The invention relates to a locking device and a locking method for locking a tool to the tool holder of a rotary drilling rig.
Rotary drilling rigs are primarily used in civil engineering or in the search for mineral resources for the sinking of boreholes, in particular for producing cased boreholes.
When drilling holes, with many types of ground and many drilling methods (e.g. rotary drilling methods or oscillation drilling methods) the drilling tools need to be replaced frequently. In conventional drilling rigs the tool holder is located directly under a rotary drive for driving the drilling equipment. The drilling tools, particularly augers, drilling buckets or casings, are inserted into this tool holder, and locked after insertion. The rotary drive is often a top drive (KDK), which drives the push pipe or pipe string, and often both elements.
Particularly in the production of cased boreholes using rotary drilling rigs, a frequent tool change is needed, at least with respect to the casings, but also with regard to the excavating tools (for example, drilling augers or drilling buckets). When driving the casing, the soil and rock is first loosened with the excavation tool and removed, and, simultaneously or after fixed intervals, the casing is moved downwards in the hole by the push pipe. Depending on the ground conditions, a casing machine is used in addition.
For removing the excavated material from the borehole, it is necessary to disengage the casing from the push pipe, to pull out the Kelly bar along with the excavation tool, to deposit the excavated material next to the borehole, to insert the excavation tool back into the casing with the Kelly bar, and to lock the push pipe to the casing again.
Depending on the ground conditions, sometimes the excavating tool on the Kelly bar must also be replaced and locked.
If a new hole is dug and cased, the casing has to be lifted completely and transported to the borehole by the rotary drilling rig. In this process, casings and excavation tools are therefore temporarily guided freely suspended from the rotary drilling rig.

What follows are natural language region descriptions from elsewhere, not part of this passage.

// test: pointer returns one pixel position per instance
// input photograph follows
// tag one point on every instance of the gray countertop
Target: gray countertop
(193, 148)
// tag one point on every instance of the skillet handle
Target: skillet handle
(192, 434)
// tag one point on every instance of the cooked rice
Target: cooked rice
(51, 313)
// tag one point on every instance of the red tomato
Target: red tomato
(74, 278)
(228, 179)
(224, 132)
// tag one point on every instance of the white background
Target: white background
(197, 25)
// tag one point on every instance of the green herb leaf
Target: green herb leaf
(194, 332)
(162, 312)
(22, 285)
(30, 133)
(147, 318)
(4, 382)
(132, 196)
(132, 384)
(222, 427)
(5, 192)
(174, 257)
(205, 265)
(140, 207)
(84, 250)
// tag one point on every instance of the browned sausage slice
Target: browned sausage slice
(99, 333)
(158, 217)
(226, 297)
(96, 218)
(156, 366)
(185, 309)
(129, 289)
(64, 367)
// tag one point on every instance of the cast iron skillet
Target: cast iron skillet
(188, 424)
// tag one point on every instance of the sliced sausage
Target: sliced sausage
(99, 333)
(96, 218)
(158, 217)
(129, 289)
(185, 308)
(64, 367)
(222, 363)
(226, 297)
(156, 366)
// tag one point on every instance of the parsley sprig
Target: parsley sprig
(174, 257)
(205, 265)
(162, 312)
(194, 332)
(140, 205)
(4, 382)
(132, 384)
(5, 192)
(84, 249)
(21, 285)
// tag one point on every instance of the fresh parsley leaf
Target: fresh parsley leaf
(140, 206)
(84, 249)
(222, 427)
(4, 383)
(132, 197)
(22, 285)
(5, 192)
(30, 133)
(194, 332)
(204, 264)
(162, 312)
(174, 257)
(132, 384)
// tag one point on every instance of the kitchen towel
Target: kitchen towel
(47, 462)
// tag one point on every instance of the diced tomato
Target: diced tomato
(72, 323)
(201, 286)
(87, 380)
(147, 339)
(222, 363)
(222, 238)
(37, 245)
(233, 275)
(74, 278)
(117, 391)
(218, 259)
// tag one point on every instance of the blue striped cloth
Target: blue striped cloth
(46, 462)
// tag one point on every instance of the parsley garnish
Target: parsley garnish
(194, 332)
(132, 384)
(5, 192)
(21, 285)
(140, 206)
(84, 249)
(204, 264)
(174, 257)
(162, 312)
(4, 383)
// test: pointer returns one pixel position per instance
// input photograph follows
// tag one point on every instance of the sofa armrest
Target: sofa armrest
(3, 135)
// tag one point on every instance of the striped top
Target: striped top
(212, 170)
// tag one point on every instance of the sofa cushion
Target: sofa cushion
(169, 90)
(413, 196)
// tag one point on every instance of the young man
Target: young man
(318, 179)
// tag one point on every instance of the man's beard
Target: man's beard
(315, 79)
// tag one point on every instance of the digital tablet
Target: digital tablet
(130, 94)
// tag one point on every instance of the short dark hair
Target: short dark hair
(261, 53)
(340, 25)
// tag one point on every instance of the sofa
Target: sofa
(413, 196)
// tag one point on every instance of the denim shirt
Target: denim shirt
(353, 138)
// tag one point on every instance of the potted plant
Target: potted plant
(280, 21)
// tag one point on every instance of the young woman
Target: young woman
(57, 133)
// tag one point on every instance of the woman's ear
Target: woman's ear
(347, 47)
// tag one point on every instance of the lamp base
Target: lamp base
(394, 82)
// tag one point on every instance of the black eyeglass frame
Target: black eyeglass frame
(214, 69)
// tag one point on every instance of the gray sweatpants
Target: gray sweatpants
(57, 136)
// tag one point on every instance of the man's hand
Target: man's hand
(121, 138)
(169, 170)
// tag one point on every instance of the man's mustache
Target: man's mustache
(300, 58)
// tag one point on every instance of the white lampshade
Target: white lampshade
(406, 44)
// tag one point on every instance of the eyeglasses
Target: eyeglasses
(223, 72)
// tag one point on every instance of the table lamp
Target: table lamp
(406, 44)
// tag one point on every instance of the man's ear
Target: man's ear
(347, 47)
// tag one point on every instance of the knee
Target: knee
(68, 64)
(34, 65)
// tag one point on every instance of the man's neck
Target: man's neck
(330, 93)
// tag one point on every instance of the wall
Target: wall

On being inserted, the drilling tools engage with an area of the tool holder, mostly with positive locking. For locking, locking pins are generally used, which are arranged in sleeves on the tool or the tool holder and which are displaced manually by a lever or by a hydraulic system, in order to engage in holes of the counterpart and thereby lock the latter.
A disadvantage of the prior art is that the known devices are comparatively complicated and thus expensive, and that their use is expensive, since the control lines and control elements must be guided through the rotary drive of the drilling rig into the rotating tool holder. In addition, integrated monitoring of the lock is very difficult or not possible at all, resulting in a deterioration of occupational safety.
European patent application publication EP 1 624 151 A2 describes an accommodation for a tubular drilling tool, which accommodation has a locking device comprising a radially arranged locking pin. The locking pin is rotatably and displaceably arranged in a sleeve. On the locking pin there is disposed a radially outwardly extending stud or guide pin that engages an elongated slot running helically in the sleeve. Through a rotary motion of the locking pin about its longitudinal axis the locking pin is displaced laterally, parallel to the longitudinal axis. The rotary motion of the pin relative to the sleeve is effected by a movement system, using an electric motor, for example. A position monitoring system for monitoring the position of the locking pin is not provided.